Niosomes are used in studies for drug delivery or gene transfer. However, their physical properties and features relative to liposomes are not well documented. To characterize and more rationally optimize niosome formulations, the properties of these vesicle systems are compared to those of liposomes composed of phosphatidylcholine and phosphatidylethanolamine lipids plus cholesterol. Niosomes are highly stable and only slightly more leaky than liposomes as assayed by calcein leakage; the permeability for ions (KCl) is higher than that of liposomes. Contrary to liposomes, the size of niosomes decreases substantially upon freezing in liquid nitrogen and subsequent thawing, as shown by cryo-EM and dynamic light scattering. The packing of niosomal membranes was determined by laurdan fluorescence and is slightly lower than that of liposomes. We did not succeed in the functional reconstitution of the L-arginine/L-ornithine antiporter ArcD2 in niosomes, which we attribute to the non-ionic nature of the surfactants.

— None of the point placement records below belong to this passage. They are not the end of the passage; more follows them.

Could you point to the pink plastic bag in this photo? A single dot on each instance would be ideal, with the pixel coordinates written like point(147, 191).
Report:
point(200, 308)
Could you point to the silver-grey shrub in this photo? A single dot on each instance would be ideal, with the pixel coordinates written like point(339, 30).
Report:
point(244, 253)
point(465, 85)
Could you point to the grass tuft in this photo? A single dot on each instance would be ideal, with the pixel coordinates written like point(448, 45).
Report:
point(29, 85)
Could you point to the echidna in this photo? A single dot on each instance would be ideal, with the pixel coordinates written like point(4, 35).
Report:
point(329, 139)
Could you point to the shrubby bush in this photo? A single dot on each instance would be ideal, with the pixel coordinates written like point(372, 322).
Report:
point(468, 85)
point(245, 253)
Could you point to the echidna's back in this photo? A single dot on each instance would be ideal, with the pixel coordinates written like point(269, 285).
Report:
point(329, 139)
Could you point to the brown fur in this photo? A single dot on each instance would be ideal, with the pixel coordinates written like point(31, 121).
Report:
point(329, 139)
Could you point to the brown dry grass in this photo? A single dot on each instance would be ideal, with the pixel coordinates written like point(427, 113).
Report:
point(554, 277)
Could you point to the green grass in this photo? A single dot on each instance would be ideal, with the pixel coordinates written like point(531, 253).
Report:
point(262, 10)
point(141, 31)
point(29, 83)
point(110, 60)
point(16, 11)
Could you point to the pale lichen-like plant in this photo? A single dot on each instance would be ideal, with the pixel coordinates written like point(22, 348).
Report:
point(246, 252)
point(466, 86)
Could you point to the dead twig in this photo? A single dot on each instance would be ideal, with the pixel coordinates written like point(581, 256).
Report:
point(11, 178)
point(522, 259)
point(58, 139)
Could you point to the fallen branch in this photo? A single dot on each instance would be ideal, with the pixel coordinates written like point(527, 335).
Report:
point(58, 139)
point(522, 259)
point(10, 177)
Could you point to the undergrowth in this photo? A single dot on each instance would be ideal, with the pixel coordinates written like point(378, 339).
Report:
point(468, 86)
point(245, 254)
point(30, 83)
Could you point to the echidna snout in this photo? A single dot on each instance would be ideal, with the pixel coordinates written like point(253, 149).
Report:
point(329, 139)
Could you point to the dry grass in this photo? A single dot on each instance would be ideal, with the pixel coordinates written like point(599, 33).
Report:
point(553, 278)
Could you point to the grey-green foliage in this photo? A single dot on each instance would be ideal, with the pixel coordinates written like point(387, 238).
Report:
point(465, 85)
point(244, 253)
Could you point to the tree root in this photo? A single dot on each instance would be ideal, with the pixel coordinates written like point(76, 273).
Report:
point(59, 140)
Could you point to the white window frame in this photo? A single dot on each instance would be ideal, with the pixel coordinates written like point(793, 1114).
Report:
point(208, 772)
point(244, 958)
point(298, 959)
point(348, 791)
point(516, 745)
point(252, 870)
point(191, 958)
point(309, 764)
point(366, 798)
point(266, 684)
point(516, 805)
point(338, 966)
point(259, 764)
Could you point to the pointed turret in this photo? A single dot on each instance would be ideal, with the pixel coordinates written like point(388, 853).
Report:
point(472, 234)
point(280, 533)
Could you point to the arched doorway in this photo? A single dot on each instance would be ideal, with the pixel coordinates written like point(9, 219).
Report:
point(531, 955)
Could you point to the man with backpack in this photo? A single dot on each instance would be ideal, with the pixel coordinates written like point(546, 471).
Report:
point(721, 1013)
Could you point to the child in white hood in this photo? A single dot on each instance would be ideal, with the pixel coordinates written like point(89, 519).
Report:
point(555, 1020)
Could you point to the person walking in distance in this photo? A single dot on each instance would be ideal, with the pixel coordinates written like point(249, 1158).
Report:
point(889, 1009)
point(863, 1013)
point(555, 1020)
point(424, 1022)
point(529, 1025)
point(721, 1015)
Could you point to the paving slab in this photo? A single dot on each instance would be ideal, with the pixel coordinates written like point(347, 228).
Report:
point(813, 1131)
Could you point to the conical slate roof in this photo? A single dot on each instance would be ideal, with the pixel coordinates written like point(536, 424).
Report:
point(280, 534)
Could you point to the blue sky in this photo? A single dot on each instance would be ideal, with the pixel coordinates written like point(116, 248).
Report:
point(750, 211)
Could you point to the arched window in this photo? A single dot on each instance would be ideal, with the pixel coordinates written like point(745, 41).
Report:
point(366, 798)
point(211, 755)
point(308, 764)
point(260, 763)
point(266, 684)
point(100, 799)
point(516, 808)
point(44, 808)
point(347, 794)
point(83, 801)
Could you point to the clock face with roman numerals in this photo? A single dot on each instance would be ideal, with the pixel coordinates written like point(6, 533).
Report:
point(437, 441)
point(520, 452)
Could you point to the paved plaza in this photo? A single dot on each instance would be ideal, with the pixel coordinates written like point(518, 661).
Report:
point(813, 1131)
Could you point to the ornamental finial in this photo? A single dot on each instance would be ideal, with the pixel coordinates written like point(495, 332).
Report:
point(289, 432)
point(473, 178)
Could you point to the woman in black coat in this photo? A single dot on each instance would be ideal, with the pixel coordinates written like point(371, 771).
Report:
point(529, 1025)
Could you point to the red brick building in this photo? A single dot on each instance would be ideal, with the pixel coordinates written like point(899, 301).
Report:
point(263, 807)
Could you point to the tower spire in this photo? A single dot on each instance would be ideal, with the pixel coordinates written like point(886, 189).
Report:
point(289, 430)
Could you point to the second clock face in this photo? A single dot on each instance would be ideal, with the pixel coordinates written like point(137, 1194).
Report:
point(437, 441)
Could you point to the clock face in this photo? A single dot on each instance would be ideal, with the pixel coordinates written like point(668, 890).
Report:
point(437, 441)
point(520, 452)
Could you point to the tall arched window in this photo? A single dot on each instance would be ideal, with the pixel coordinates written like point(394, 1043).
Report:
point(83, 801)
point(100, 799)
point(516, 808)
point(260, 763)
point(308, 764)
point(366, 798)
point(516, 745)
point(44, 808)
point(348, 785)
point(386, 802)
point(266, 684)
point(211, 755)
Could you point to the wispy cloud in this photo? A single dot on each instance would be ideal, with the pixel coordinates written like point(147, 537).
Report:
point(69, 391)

The antimicrobial peptides alamethicin and melittin act similarly on niosomes and liposomes composed of unsaturated components, whereas both niosomes and liposomes are unaffected when saturated amphiphiles are used. In conclusion, in terms of stability and permeability for drug-size molecules niosomes are comparable to liposomes and they may offer an excellent, inexpensive alternative for delivery purposes.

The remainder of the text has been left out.